Y ahora estaba rodeado.
Senji Muramasa estaba frente a él, su expresión era serena, pero sus ojos lo analizaban con la precisión de un verdugo. No había rabia ni furia en su mirada, solo certeza. Como si desde el principio supiera que este era el final del camino para él.
A su derecha estaba Hana. Su postura era firme, con la seguridad de alguien que no temía ensuciarse las manos. Sus ojos de luna parecían iluminarse en la penumbra, y su katana descansaba en su cintura como una bestia esperando ser desatada.
A su izquierda estaba Himari. Su expresión era distinta a la de Hana: no mostraba agresividad, sino una calma peligrosa.

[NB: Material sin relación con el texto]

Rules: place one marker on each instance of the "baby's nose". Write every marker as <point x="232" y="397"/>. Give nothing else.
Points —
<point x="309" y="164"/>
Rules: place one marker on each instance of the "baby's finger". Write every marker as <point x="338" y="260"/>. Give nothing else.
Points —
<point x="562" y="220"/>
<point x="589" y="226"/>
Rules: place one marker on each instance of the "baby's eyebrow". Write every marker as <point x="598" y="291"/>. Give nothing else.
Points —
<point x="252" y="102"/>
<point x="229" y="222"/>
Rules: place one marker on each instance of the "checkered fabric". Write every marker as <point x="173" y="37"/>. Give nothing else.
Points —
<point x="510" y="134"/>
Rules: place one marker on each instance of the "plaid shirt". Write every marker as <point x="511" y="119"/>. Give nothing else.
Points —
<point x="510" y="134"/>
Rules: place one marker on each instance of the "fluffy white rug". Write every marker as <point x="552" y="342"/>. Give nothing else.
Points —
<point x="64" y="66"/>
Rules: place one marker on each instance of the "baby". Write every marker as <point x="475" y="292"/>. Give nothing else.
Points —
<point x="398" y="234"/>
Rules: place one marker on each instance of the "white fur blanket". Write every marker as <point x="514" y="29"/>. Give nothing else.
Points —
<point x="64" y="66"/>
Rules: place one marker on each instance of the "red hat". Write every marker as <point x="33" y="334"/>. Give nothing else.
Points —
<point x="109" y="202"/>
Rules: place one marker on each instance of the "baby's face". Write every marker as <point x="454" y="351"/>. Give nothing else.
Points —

Esa clase de calma que precede a la tormenta.
Kageyama sintió un escalofrío recorrer su espalda. El sudor resbalaba por su cuello.
Estaba atrapado, con dos opciones.
Matar a Oda Nobunaga.
Si lo hacía, tal vez tendría una oportunidad. Si lograba un golpe certero, si su hoja encontraba la carne de Nobunaga antes de que los Muramasa pudieran reaccionar…
Tal vez moriría, pero su misión estaría cumplida.
El caos se desataría dentro de Owari y el Clan Oda.
Pero… ¿podría hacerlo? ¿Realmente podría moverse antes de que ellos lo atravesaran con sus katanas?
Las probabilidades eran mínimas.
O Escapar.
Podía intentarlo. Podía lanzar un ataque, desviar la atención por una fracción de segundo y huir. No sería una retirada digna, pero seguiría con vida.
Sin embargo, algo dentro de él le decía que ya era demasiado tarde. Los Muramasa no lo estaban deteniendo con palabras.
No lo estaban interrogando.
No estaban pidiéndole explicaciones.
Ellos ya habían decidido.
El sudor goteó desde el cuello. Su respiración se volvió errática.
Sabía lo que significaba. Lo iban a matar.
Kageyama tragó saliva.
¿Atacar o huir?
¿Arriesgarse a la gloria o aferrarse a la vida?
Tenía solo un segundo para decidir.
Un solo instante. Un latido de su corazón.
La gota de sudor resbaló desde su frente, recorrió su mejilla, descendió por su barbilla y finalmente cayó sobre el tatami con un leve plop.
Fue la señal.
Kageyama desapareció.
Se movió a una velocidad inhumana, su figura se desdibujó en el aire como una sombra en la tormenta. Su instinto de supervivencia lo impulsó a lanzarse hacia la salida, esquivando cualquier amenaza en su camino.
Si lograba cruzar el umbral, sería libre.
Si lograba un solo paso más, podría escapar.
Pero entonces…
El mundo se inclinó.
Un sonido cortante rasgó el aire.
No sintió dolor al principio. Solo un vacío. Un cambio repentino en la estructura de su propio cuerpo.
Luego vino el impacto.
El tatami tembló cuando su cuerpo cayó de rodillas.
Y finalmente, el grito.
La pierna de Kageyama ya no estaba.
Senji Muramasa había estado allí desde el principio.
Había aparecido en el umbral antes de que Kageyama pudiera comprenderlo. Como un relámpago, como una maldición ineludible.
Y con un solo corte, su destino estaba sellado.
La sangre empapó el suelo. Kageyama respiraba entrecortado, con la mirada clavada en el muñón donde antes estaba su pierna.
Se suponía que debía escapar.
Pero ahora, solo podía desangrarse en el suelo.
Senji, en cambio, seguía de pie.
Con la katana manchada de rojo.
Observando a su presa con la misma calma con la que alguien mira el amanecer.
Hana y Himari lo rodearon sin decir palabra. No había burla en sus ojos de luna. No había crueldad. Solo una frialdad absoluta.
Kageyama intentó reír, pero el sonido que salió de su garganta fue un jadeo débil, casi patético.
“Así que… así termina.”
No era una pregunta.
Sabía la respuesta.
Oda Nobunaga no se había movido ni un centímetro. Seguía sentado, observando la escena con la misma expresión despreocupada de antes. Con una calma que parecía burla.
“Kageyama…” dijo Nobunaga, su voz suave, casi entretenida. “¿Sabes qué dicen sobre los perros heridos?”
Kageyama alzó la vista.
“Que cuando ya no pueden correr… hay que ponerles fin.”
Hana y Himari desenvainaron sus katanas al mismo tiempo.
El sonido metálico fue lo último que escuchó antes de que todo se volviera negro.